The team includes Professor Roger Melko, Professor David Hawthorn and doctoral student Lauren Hayward from Waterloo’s Physics and Astronomy Department, and Harvard Physics Professor Subir Sachev. Roger Melko also holds a Canada Research Chair in Computational Quantum Many-Body Physics.
“This amazing scientific collaboration actually came about by chance over lunch at the Perimeter Institute between Subir and myself,” said Hawthorn.
Hawthorn showed Sachdev his latest experimental data on a superconducting material made of Copper and the elements Yttrium and Barium. The material, YBa2Cu3O6+x, had an unexplained temperature dependence. Sachdev had a theory but needed expert help with the complex set of calculations to prove it.
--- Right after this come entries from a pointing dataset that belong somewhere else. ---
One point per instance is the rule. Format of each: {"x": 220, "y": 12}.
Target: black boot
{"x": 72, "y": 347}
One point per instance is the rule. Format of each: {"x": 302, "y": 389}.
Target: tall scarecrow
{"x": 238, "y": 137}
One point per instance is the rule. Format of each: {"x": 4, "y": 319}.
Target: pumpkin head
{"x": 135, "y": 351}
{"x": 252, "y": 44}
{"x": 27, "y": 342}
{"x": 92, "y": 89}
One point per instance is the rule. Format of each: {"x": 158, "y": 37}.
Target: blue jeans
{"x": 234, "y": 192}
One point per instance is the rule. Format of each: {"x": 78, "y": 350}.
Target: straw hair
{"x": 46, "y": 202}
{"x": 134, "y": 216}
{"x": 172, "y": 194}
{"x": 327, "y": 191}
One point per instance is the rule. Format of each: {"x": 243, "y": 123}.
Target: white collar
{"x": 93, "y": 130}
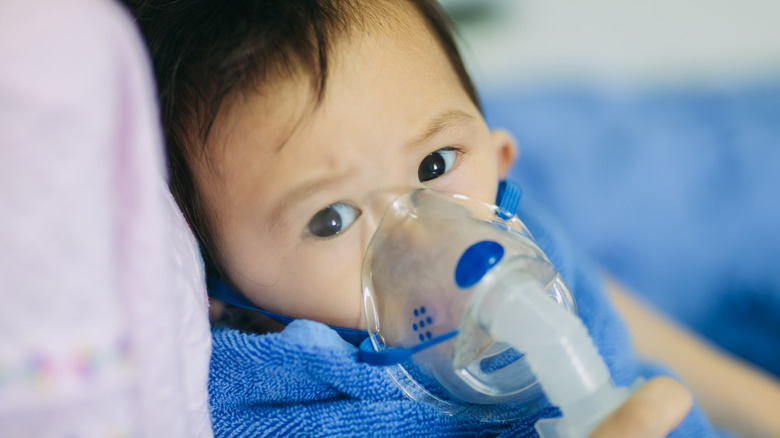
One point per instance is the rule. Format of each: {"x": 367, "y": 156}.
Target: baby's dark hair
{"x": 206, "y": 53}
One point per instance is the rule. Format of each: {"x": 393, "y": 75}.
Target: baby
{"x": 290, "y": 125}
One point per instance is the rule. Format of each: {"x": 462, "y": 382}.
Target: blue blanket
{"x": 675, "y": 191}
{"x": 306, "y": 380}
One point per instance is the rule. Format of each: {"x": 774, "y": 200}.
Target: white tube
{"x": 558, "y": 349}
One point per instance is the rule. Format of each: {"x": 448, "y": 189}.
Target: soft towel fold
{"x": 306, "y": 380}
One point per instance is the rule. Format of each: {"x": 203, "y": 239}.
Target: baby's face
{"x": 299, "y": 190}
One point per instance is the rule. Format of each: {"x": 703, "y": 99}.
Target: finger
{"x": 651, "y": 412}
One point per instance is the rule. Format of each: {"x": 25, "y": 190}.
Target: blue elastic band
{"x": 507, "y": 200}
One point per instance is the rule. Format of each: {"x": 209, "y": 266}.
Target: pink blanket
{"x": 103, "y": 312}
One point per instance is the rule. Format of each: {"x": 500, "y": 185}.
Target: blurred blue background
{"x": 652, "y": 131}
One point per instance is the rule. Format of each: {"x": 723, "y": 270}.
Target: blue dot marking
{"x": 476, "y": 261}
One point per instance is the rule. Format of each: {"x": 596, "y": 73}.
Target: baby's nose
{"x": 377, "y": 206}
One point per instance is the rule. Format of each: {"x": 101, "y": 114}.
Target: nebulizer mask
{"x": 469, "y": 315}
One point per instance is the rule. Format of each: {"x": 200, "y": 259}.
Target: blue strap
{"x": 507, "y": 200}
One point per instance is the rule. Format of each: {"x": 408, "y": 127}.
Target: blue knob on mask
{"x": 476, "y": 261}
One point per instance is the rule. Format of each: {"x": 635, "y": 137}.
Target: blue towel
{"x": 307, "y": 381}
{"x": 675, "y": 191}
That’s where Melko and Hayward stepped in and developed the computer code to solve Sachdev’s equations.
Melko and Sachdev already knew each other through Perimeter Institute, where Melko is an associate faculty member and Sachdev is a Distinguished Research Visiting Chair.
“The results all came together in a matter of weeks,” said Melko. “It really speaks to the synergy we have between Waterloo and Perimeter Institute.”
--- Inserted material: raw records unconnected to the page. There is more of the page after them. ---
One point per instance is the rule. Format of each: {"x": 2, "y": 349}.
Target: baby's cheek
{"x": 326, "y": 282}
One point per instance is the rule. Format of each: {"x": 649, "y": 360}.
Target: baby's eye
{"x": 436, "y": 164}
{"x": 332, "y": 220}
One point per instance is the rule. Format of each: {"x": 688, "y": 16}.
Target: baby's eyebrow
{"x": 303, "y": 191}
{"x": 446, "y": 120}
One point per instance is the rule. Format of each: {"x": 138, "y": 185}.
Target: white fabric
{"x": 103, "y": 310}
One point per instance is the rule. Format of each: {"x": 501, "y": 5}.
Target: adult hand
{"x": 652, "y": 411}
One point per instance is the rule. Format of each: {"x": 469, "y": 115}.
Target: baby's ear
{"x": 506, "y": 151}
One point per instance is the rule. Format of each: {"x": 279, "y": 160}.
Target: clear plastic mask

To understand why room-temperature superconductivity has remained so elusive, physicists have turned their sights to the phase that occurs just before superconductivity takes over: the mysterious “pseudogap” phase.
“Understanding the pseudogap is as important as understanding superconductivity itself,” said Melko.
The cuprate, YBa2Cu3O6+x, is one of the few materials known to be superconductive at higher temperatures, but scientists are so far unable to achieve superconductivity in this material above -179°C. This new study found that YBa2Cu3O6+x oscillates between two quantum states during the pseudogap, one of which involves charge-density wave fluctuations. These periodic fluctuations in the distribution of the electrical charges are what destabilize the superconducting state above the critical temperature.
Once the material is cooled below the critical temperature, the strength of these fluctuations falls and the superconductivity state takes over.
Superconducting magnets are currently used in MRI machines and complex particle accelerators, but the cost of cooling materials using Helium makes them very expensive. Materials that achieve superconductivity at a higher temperature could unlock the technology for new smart power grids and advanced power storage units.
The group plans to extend their work both theoretically and experimentally to understand more about the fundamental nature of cuprates.